In 1631, the goldsmith Cordt Poppe married in Bremen’s St. Ansgarii Susanna Motte, daughter of the late Senator John Motte and his wife Johanna Herlin, both children of religious refugees from the seventeen Spanish-Dutch provinces (Hainault, Brabant, Flanders, etc.). With this marriage, Susanna provided the family with the genealogical connection to Charlemagne and his fourth wife Hildegard of Swabia and also that to Charles Martel.

The oil painting of her father John Motte can be seen today in Bremen’s Town Hall. The ancestors Motte and Herlin (also Herlyn, de Herlin) came from Atrecht (Arras), Valenciennes (then the capital of Calvinism), Wals, Tourcoing, Rijssel (Lille), and Antwerp. In 1935, the Herlins founded a family association; in 1998, 180 members celebrated their 1000 anniversary.

Some of the Poppe daughters from Bremen married into friendly Bremen families (e.g. Dreyer, Ebbeke, Loose, Polzin); others left with their husbands to other cities in Europe (Habich, Kehrmann) or overseas (e.g. Heintzen, Kompff). The United States, Brazil, Chile, Argentina, and South Africa were the destinations in the 19th century of these emigrants.
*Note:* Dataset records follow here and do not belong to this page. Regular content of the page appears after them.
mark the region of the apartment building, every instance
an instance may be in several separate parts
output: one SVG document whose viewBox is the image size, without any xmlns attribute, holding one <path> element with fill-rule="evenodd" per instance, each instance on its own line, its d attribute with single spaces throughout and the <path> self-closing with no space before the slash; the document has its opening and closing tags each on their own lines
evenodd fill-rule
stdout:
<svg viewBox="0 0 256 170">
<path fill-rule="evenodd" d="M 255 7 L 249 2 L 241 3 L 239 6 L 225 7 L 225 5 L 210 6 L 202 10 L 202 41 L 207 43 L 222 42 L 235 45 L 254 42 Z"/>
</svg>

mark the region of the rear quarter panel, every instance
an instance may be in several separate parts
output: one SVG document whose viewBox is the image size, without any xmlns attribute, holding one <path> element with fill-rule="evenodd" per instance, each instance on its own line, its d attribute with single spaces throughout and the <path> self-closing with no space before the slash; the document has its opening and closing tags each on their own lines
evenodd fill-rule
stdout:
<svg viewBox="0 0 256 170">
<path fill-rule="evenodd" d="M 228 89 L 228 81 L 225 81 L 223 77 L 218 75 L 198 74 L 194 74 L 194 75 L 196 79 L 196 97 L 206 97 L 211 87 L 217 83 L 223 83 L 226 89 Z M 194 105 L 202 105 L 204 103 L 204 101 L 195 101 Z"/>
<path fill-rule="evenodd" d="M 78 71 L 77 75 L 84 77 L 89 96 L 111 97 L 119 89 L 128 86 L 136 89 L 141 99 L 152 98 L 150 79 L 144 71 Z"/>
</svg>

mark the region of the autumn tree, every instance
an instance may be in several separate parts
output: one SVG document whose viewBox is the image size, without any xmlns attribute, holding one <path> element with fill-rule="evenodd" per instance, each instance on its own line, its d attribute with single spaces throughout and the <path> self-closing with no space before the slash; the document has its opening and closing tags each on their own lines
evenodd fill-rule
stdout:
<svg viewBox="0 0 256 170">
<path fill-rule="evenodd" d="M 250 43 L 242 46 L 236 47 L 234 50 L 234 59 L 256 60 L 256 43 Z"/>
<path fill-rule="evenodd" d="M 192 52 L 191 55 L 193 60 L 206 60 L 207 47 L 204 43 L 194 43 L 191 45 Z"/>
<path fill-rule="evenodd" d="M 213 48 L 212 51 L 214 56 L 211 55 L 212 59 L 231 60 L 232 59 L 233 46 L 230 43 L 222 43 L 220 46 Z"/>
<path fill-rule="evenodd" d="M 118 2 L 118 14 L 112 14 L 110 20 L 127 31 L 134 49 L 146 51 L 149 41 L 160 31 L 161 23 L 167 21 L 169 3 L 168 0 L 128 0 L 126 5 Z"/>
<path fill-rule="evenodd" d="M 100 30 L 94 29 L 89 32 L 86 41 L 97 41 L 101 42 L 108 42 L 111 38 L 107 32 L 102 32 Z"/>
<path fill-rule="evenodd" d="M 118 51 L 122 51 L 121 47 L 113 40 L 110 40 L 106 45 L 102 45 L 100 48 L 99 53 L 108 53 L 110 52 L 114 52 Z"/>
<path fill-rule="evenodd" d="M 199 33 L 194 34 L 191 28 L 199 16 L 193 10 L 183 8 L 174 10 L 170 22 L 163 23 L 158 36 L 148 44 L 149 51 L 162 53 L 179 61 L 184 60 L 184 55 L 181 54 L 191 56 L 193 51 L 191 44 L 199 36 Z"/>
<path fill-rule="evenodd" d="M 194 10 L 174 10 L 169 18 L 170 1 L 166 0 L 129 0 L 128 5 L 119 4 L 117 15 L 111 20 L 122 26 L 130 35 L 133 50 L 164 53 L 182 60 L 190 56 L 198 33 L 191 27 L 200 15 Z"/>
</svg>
In this database are numerous details about them.

SOURCES: State Archives, Bremen; Archives of Maus; German Maritime Museum, Bremerhaven; Bremen’s Focke-Museum; Archives of Donald C. Poppe, USA; German nobility Archives, Marburg; heritage list of Christopher Poppe, Sr., Family Foundation, 1806-1909; Rudolf Stein, “Klassizismus and Romance in the Architecture of Bremen” Volume 4; Karl Helm, “The Bremen Timber Workers from the 16th to the mid-19th Century”; Gerd Dettmann and Alber Schroeder, “Bremen’s Gold- and Silversmiths” 1931; North German Lloyd, oral traditions; written family history; gravestone photos; Internet files; and newspaper reports.